Implementation of NÜWA, state of the art attention network for text to video synthesis, in Pytorch. It may also contain an extension into video and audio, using a dual decoder approach.
$ pip install nuwa-pytorch
First train the VAE
import torch
from nuwa_pytorch import VQGanVAE
vae = VQGanVAE(
dim = 512,
channels = 3, # default is 3, but can be changed to any value for the training of the segmentation masks (sketches)
image_size = 256, # image size
num_layers = 4, # number of downsampling layers
num_resnet_blocks = 2, # number of resnet blocks
vq_codebook_size = 8192, # codebook size
vq_decay = 0.8 # codebook exponential decay
)
imgs = torch.randn(10, 3, 256, 256)
# alternate learning for autoencoder ...
loss = vae(imgs, return_loss = True)
loss.backward()
# and the discriminator ...
discr_loss = vae(imgs, return_discr_loss = True)
discr_loss.backward()
# do above for many steps
# return reconstructed images and make sure they look ok
recon_imgs = vae(imgs)
Then, with your learned VAE
import torch
from nuwa_pytorch import NUWA, VQGanVAE
# autoencoder
vae = VQGanVAE(
dim = 512,
num_layers = 4,
image_size = 256,
num_resnet_blocks = 2,
vq_codebook_size = 8192
)
# NUWA transformer
nuwa = NUWA(
vae = vae,
dim = 512,
text_num_tokens = 20000, # number of text tokens
text_enc_depth = 12, # text encoder depth
text_enc_heads = 8, # number of attention heads for encoder
text_max_seq_len = 256, # max sequence length of text conditioning tokens (keep at 256 as in paper, or shorter, if your text is not that long)
max_video_frames = 10, # number of video frames
image_size = 256, # size of each frame of video
dec_depth = 64, # video decoder depth
dec_heads = 8, # number of attention heads in decoder
dec_reversible = True, # reversible networks - from reformer, decoupling memory usage from depth
enc_reversible = True, # reversible encoders, if you need it
attn_dropout = 0.05, # dropout for attention
ff_dropout = 0.05, # dropout for feedforward
sparse_3dna_kernel_size = (5, 3, 3), # kernel size of the sparse 3dna attention. can be a single value for frame, height, width, or different values (to simulate axial attention, etc)

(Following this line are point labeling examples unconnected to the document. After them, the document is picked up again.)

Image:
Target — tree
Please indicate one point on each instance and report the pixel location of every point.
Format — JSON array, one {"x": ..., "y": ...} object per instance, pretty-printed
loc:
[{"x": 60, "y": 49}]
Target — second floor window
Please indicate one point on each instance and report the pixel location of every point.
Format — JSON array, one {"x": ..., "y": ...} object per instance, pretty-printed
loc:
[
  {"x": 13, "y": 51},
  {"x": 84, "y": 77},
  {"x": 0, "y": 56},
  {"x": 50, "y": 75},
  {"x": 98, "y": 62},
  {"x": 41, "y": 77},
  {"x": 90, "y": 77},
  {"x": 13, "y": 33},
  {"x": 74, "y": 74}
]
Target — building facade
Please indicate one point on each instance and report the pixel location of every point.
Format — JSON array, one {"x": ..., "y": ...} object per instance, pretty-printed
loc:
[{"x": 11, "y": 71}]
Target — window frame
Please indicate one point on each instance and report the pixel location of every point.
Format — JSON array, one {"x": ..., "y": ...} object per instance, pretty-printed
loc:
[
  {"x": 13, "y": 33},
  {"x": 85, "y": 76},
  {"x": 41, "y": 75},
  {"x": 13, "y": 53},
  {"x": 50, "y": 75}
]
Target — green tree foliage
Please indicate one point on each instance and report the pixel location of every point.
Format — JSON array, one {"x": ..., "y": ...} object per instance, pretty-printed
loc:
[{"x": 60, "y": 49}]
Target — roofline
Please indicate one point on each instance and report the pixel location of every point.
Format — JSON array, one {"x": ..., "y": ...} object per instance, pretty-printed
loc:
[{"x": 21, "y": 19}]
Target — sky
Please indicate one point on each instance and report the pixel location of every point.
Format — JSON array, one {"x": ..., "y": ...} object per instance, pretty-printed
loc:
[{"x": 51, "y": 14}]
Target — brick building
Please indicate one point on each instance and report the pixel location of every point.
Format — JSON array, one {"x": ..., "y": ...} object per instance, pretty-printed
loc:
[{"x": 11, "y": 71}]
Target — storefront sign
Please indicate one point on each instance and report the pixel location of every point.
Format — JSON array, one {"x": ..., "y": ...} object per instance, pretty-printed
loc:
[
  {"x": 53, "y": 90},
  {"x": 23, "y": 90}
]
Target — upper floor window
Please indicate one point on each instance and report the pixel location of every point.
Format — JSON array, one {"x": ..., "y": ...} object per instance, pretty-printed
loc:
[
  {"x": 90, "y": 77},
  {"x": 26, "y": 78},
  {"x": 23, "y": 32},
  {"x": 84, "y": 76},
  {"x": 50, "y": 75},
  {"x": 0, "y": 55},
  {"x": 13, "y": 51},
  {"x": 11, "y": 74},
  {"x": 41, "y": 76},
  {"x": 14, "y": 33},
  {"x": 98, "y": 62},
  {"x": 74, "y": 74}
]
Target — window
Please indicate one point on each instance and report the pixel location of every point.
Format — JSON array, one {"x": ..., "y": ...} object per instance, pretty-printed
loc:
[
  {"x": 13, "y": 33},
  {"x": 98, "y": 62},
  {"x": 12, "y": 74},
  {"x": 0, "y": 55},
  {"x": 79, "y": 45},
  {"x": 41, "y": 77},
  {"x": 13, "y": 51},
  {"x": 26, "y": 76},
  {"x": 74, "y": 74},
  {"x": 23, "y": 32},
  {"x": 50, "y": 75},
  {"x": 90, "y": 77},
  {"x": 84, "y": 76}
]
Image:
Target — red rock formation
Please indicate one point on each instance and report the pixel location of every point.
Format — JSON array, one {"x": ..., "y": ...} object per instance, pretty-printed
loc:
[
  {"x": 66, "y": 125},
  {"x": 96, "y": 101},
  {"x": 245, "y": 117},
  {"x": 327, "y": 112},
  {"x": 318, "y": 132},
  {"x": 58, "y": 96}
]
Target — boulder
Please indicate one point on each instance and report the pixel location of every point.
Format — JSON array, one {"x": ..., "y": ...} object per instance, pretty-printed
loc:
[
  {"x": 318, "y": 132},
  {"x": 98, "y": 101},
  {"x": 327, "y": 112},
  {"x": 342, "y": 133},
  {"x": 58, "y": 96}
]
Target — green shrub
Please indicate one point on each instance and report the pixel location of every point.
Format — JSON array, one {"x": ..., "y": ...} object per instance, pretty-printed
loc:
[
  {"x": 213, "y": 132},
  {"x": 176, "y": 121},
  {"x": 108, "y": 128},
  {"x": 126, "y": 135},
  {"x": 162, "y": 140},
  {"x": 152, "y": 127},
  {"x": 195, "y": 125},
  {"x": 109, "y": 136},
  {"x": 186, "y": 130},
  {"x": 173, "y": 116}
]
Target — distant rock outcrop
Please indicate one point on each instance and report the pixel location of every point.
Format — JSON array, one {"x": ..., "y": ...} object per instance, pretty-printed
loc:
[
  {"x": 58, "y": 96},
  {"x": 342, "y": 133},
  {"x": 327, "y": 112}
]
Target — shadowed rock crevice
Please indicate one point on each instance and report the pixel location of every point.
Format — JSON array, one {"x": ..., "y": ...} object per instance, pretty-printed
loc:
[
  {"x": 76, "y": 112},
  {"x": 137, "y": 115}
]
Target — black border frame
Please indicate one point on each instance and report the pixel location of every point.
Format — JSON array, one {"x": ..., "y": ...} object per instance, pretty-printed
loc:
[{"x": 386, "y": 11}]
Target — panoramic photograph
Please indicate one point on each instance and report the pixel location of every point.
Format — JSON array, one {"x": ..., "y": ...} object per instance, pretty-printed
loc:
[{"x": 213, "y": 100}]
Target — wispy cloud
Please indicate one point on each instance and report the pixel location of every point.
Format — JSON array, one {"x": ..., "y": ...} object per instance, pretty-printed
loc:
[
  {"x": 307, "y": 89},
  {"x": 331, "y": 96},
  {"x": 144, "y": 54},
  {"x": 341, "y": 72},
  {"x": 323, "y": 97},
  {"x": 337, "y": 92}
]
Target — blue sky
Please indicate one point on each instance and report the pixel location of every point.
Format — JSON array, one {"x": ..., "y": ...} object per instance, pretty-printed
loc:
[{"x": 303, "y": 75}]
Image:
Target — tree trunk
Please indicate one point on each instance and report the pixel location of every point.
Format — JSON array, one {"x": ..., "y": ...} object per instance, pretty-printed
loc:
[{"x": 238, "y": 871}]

sparse_3dna_dilation = (1, 2, 4), # cycle dilation of 3d conv attention in decoder, for more range
shift_video_tokens = True # cheap relative positions for sparse 3dna transformer, by shifting along spatial dimensions by one
).cuda()
# data
text = torch.randint(0, 20000, (1, 256)).cuda()
video = torch.randn(1, 10, 3, 256, 256).cuda() # (batch, frames, channels, height, width)
loss = nuwa(
text = text,
video = video,
return_loss = True # set this to True, only for training, to return cross entropy loss
)
loss.backward()
# do above with as much data as possible
# then you can generate a video from text
video = nuwa.generate(text = text, num_frames = 5) # (1, 5, 3, 256, 256)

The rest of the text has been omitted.